Umzingwane is a district in the northern part of Matabeleland South province in Zimbabwe. It was formerly known as Esigodini  and before 1982 as Essexvale.

Its governing seat is located in the village of Umzingwane.

Geography
Umzingwane District adjacent to Bulawayo on the northwest, and the north to Umguza District of Matabeleland North. Otherwise, it is bounded by districts of Matabeleland South, namely Mguza to the northeast, Insiza to the east, Gwanda to the south, and Matobo to the west. it is found along Gwanda road

Places in Umzingwane
 Bezha, a village, birthplace of Professor Thomas Dube, academic and lawyer who served as senior legal and political affairs advisor for 19 years at     United Nations Security Council.   
 Bushtick, a village
 Bushtick Mine
 Esibomvu, a village
 Esigodini, administrative centre
 Esiphezini, birthplace of Canaan Banana, first president of Zimbabwe
 Inyankuni reservoir
 Kumbuzi, a village
 Lake Cunningham Recreational Park, 41.72 km2
 Matendele, a village
 Mawabeni, a village
 Mzingwane Dam reservoir
 Mzingwane River (Umzingwane River)
 Nswazi, a village
 Selous House Homestake, historical site
 Sihlengeni, a village
 Umzingwane Recreational Park, 12 km2
 Upper and Lower Ncema reservoirs

Administration and politics
Umzingwane District has government headquarters located in the village of Umzingwane, and by the Umzingwane Rural District Council, which has its offices in Esigodini.

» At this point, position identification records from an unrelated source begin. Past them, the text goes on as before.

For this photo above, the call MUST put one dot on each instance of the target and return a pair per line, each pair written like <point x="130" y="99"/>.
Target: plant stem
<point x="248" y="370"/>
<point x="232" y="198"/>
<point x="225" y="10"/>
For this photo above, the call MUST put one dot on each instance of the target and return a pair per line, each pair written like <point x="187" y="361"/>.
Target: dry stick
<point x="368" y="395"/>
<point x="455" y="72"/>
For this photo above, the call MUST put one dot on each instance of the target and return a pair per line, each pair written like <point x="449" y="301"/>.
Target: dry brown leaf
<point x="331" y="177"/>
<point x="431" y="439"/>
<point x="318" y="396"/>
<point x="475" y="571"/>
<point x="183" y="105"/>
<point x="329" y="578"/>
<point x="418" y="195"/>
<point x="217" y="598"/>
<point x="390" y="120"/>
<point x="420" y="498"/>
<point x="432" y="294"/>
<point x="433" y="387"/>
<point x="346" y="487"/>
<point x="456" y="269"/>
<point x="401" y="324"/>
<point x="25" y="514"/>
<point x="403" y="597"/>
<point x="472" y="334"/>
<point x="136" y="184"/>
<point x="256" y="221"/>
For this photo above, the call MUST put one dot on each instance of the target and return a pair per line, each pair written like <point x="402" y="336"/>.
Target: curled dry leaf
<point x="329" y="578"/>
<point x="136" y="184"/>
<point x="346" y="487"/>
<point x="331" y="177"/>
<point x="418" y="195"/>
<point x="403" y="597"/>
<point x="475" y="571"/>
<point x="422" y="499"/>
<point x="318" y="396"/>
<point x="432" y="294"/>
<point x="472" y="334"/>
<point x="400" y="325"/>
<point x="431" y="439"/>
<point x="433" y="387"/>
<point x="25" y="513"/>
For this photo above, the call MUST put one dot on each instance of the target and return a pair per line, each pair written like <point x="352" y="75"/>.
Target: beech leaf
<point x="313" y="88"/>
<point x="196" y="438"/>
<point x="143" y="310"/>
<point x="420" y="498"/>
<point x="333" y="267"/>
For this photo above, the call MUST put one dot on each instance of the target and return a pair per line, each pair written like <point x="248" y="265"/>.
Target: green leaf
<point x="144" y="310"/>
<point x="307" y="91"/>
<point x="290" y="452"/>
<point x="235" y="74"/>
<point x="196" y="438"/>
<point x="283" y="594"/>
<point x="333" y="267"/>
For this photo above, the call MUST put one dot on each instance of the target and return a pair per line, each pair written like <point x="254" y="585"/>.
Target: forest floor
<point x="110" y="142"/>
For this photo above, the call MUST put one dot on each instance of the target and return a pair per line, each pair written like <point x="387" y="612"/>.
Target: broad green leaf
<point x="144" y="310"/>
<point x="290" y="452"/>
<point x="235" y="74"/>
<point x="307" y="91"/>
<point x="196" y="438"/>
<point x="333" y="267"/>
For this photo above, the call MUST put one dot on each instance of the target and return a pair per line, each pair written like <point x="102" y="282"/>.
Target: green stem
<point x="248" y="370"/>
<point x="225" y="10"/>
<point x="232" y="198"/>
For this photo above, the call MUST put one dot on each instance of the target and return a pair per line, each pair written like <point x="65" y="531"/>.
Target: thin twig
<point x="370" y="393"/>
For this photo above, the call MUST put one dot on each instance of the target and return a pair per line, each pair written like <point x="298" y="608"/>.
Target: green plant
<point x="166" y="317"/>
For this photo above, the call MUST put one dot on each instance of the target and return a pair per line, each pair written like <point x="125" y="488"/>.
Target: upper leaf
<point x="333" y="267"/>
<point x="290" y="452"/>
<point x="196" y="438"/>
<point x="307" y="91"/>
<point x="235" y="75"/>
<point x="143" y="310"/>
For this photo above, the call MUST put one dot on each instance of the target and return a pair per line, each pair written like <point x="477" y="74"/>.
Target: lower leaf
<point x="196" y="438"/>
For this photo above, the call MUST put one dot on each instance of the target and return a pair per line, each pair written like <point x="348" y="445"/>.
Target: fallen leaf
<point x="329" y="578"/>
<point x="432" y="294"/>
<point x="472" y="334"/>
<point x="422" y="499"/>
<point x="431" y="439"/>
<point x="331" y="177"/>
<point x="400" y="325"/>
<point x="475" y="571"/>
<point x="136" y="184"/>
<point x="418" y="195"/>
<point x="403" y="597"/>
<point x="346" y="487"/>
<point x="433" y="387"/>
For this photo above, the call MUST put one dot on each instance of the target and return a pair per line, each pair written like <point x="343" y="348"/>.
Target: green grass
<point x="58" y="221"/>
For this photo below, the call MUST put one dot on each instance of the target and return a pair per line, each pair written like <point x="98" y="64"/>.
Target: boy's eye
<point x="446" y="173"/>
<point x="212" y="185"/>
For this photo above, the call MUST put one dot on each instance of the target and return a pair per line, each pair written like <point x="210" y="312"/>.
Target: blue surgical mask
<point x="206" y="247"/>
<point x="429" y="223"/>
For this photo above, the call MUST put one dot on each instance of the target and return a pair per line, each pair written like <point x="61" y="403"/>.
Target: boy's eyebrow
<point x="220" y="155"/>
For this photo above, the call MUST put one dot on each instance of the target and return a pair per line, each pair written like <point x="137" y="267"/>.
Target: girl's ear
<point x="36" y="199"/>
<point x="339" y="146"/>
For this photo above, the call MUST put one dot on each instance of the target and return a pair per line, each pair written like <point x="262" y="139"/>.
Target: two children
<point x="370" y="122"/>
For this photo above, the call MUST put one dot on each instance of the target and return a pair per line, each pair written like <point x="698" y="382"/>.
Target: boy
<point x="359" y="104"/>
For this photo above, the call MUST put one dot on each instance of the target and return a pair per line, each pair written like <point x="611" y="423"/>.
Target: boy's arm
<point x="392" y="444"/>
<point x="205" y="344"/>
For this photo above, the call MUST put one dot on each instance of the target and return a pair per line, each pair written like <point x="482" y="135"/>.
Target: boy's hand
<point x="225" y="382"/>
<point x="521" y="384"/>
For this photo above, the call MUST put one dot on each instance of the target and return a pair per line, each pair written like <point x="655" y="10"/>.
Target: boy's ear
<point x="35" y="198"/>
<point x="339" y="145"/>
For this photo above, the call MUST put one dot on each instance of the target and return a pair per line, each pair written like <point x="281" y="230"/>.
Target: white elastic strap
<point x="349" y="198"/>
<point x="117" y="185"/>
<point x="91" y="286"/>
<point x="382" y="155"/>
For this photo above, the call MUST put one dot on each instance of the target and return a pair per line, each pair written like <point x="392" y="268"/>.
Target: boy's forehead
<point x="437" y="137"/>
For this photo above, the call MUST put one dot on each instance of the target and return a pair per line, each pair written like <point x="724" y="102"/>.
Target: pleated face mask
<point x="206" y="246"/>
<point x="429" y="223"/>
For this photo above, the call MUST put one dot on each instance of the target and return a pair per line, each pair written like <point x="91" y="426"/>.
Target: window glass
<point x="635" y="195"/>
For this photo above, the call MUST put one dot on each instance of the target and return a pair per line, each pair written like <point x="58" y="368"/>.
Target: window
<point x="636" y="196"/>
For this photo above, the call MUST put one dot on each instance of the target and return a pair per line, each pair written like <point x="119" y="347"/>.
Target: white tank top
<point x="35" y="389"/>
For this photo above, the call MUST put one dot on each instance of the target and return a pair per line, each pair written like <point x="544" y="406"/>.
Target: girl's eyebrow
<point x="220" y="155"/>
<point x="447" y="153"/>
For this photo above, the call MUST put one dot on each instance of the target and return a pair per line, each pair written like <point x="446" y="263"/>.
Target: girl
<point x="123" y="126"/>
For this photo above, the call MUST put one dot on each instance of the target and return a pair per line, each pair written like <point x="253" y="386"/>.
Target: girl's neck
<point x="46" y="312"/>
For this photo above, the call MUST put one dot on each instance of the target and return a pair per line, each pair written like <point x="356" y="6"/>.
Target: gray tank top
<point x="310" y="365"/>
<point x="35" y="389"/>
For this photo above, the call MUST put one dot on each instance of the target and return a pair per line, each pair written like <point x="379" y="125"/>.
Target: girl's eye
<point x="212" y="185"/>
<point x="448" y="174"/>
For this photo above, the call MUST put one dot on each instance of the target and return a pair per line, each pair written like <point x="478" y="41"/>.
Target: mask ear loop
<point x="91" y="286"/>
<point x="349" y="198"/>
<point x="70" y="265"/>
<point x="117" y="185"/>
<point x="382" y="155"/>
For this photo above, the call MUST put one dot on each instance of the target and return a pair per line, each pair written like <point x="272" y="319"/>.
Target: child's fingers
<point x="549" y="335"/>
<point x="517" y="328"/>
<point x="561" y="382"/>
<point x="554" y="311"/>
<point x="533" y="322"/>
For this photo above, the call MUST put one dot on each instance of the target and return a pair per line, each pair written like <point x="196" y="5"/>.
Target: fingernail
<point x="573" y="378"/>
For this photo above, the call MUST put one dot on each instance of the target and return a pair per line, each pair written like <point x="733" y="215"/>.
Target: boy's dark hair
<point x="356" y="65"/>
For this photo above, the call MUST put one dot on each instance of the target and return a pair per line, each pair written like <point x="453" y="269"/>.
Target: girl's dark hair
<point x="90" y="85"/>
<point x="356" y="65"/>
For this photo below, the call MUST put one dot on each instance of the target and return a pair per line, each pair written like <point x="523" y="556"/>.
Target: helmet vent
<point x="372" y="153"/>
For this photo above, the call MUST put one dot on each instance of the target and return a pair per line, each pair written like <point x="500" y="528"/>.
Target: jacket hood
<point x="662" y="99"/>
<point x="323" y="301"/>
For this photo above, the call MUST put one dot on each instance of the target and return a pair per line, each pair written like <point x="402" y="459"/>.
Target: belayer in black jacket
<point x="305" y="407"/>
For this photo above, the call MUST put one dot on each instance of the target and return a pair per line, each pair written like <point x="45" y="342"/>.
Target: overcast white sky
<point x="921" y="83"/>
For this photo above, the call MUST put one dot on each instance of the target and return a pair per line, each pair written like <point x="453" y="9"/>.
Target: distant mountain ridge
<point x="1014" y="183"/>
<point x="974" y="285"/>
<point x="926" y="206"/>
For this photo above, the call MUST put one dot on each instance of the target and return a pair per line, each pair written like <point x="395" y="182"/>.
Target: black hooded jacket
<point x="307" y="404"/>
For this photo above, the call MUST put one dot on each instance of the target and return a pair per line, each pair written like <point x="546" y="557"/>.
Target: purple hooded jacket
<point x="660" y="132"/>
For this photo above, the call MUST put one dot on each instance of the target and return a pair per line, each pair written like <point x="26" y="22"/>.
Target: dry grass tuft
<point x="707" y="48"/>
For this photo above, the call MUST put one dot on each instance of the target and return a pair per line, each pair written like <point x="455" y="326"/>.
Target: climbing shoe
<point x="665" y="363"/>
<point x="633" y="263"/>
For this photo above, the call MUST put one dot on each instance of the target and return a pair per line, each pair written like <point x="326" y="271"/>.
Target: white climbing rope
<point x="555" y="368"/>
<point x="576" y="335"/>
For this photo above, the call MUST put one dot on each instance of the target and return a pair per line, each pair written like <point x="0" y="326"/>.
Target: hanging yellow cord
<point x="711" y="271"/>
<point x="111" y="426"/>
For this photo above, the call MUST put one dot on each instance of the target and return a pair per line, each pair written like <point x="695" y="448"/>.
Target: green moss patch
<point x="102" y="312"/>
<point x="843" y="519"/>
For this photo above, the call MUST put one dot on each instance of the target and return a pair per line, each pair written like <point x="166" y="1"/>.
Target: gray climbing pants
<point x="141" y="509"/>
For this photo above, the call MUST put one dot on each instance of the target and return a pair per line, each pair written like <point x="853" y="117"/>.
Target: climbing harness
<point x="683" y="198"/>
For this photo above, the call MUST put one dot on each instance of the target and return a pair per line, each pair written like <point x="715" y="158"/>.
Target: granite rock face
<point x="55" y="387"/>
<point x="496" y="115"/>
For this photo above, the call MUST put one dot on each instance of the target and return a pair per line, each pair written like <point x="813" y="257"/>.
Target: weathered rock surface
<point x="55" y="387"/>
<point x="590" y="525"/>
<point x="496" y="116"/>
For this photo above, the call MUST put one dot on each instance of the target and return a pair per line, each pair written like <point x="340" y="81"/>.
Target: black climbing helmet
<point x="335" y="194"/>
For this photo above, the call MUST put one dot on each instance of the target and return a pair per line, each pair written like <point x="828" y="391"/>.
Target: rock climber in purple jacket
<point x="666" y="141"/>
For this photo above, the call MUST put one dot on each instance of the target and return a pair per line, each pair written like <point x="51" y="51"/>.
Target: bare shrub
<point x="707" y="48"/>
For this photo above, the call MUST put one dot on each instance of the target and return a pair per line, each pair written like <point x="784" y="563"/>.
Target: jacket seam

Traditionally the district is divided into four parts, each ruled by a local chieftain.
 Esiphezini Communal Land tribal area
 uMzinyathini Communal Land
 Nswazi Communal Land
 Matopo Communal Land

Economy
In 2012, Umzingwane District had 48 percent of the economically active population employed in agriculture (primarily livestock raising), 17 percent employed in services occupations, 17 percent employed in mining and construction and 2 percent employed in educational institutions.